Of course, the initial period was a time of some anxiety. You are rediscovering what you are capable of. You have your past reputation but that will only go so far. I think the thing that stood out for me most, was how many people came forward to help out. If you haven’t been a jerk, the community will want to support you.
Today Studio D does projects, masterclasses, expeditions, retreats and we have our publications. We do all of this without a full-time team.
You also have a luggage brand, SDR Traveller. Creating a physical product is a dream for most designers. How did you make the leap?
Creating a product is about realizing a pure, unadulterated vision but it’s very hard and mostly unprofitable. It’s not about the money for us and we are lucky that we can work at our own cadence. If this was our main source of income, we would have probably shut down in three months.
A duffle bag for $745 – I had no idea if there was a market for it. The journey from prototype to final product was two and a half years. We had a team of ten beta testers use the second prototype for a year and they came back with a thirty eights page Google doc filled with suggestions and feature requests that i completely ignored!

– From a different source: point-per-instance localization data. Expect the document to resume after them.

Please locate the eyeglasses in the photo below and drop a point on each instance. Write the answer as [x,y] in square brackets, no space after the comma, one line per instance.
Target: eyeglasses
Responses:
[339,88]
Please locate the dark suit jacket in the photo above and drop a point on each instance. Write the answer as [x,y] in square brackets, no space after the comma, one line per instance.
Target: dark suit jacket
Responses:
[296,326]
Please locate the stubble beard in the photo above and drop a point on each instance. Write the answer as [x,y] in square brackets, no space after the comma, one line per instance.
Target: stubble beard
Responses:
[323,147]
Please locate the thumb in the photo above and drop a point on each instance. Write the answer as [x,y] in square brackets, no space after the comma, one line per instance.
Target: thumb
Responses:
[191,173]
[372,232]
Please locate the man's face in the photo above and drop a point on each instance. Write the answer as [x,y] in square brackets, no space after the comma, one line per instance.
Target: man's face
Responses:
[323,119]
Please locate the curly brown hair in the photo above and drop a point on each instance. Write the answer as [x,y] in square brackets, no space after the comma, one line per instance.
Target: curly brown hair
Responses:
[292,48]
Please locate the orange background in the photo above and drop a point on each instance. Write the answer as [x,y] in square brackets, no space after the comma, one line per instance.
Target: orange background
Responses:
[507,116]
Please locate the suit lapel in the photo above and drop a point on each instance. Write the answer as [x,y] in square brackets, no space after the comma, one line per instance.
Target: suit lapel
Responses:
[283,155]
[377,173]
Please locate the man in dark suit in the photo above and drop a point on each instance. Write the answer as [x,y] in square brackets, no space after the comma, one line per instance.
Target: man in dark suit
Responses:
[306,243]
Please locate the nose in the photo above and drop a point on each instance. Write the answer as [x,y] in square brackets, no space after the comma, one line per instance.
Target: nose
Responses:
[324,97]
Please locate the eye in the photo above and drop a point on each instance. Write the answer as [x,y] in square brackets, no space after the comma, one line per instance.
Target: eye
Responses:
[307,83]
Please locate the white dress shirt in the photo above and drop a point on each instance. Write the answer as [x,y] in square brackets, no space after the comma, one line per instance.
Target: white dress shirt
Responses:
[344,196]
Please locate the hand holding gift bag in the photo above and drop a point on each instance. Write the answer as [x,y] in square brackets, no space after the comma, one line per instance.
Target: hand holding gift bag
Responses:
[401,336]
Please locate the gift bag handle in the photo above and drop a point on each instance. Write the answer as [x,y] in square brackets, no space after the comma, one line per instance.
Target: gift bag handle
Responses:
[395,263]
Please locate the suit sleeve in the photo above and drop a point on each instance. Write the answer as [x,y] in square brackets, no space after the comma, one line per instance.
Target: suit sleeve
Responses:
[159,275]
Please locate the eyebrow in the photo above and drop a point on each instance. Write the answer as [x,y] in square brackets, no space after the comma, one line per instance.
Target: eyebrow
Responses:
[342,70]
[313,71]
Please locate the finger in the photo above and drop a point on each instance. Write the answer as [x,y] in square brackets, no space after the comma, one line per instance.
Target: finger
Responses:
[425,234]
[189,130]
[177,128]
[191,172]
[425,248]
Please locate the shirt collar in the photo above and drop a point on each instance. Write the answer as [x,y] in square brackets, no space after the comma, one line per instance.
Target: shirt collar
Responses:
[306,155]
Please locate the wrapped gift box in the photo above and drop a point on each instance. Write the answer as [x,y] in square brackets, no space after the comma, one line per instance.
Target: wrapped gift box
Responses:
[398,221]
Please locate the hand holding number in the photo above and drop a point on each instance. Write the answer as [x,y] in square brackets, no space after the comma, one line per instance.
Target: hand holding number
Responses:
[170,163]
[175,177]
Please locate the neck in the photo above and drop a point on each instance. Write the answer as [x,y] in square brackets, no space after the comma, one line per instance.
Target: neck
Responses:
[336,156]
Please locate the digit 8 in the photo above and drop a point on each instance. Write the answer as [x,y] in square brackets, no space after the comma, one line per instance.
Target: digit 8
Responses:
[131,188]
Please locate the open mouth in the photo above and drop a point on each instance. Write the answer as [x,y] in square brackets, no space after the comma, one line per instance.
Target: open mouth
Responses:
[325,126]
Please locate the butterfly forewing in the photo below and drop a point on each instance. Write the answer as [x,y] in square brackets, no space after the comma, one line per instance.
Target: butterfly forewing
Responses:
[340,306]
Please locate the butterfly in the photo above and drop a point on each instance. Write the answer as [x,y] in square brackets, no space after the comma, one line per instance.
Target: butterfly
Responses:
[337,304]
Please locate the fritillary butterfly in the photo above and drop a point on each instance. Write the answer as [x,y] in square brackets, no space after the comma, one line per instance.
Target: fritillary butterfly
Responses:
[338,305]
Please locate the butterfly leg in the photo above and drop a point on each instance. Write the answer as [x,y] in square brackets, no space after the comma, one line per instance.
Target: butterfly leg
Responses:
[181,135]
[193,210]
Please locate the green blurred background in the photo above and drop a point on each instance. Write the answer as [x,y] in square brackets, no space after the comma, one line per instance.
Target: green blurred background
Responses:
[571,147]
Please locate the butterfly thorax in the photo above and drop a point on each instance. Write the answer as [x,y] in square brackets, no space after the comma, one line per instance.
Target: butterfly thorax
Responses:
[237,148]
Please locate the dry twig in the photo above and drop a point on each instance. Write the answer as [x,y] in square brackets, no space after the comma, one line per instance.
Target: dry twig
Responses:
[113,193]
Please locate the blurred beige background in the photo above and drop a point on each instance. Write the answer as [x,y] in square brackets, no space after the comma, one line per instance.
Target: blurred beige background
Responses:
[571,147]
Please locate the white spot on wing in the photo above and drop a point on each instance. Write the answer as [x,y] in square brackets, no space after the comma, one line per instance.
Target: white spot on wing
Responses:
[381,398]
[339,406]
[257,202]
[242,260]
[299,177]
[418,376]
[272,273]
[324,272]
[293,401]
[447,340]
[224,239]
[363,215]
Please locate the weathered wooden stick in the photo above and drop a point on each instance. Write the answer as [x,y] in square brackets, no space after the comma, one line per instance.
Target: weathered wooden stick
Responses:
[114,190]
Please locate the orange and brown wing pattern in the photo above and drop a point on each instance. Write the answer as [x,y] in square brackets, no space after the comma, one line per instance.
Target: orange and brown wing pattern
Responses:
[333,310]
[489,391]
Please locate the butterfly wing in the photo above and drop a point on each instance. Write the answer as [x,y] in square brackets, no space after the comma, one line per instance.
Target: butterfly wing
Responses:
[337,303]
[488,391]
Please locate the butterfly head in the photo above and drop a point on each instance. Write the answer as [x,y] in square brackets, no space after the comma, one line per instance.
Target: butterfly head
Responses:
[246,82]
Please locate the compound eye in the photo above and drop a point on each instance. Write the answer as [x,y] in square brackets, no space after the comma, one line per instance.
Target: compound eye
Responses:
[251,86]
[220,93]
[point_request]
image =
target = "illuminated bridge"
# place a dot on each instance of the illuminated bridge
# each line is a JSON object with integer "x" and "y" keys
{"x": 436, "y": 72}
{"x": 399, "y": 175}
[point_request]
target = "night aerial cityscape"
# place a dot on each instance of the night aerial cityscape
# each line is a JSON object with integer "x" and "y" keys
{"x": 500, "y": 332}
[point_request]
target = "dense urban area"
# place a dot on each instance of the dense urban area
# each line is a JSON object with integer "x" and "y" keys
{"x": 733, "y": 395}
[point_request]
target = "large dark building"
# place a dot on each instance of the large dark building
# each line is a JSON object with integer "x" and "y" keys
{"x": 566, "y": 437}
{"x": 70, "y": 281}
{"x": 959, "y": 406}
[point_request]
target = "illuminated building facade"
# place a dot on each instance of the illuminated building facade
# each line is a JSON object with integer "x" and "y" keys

We understand that these are niche products and we believe in the idea of ‘meaningful scale’.
For example, I published my first book ‘Hidden in Plain Sight’ in 2013 with a big publisher and my latest one, The Little Book of Fixers was self published. The first one sold thousands of copies, but I interacted with maybe ten people who read it. The second one only sold 3,500 copies, but each of those people are contactable. I write to them, we learn from each other. It’s been intensely rewarding.
The race for innovation and ‘disruptive products’ has reached crazy proportions in the last few years. Comment?
I get and respect that startups need to scale and do it fast. There are founders, who by any standards, have achieved remarkable success. It’s great to change the status quo but I fear that we have only replaced it with another status quo with a set of values that is not sustainable – and that needs questioning.
We all need to allow ourselves time to breathe.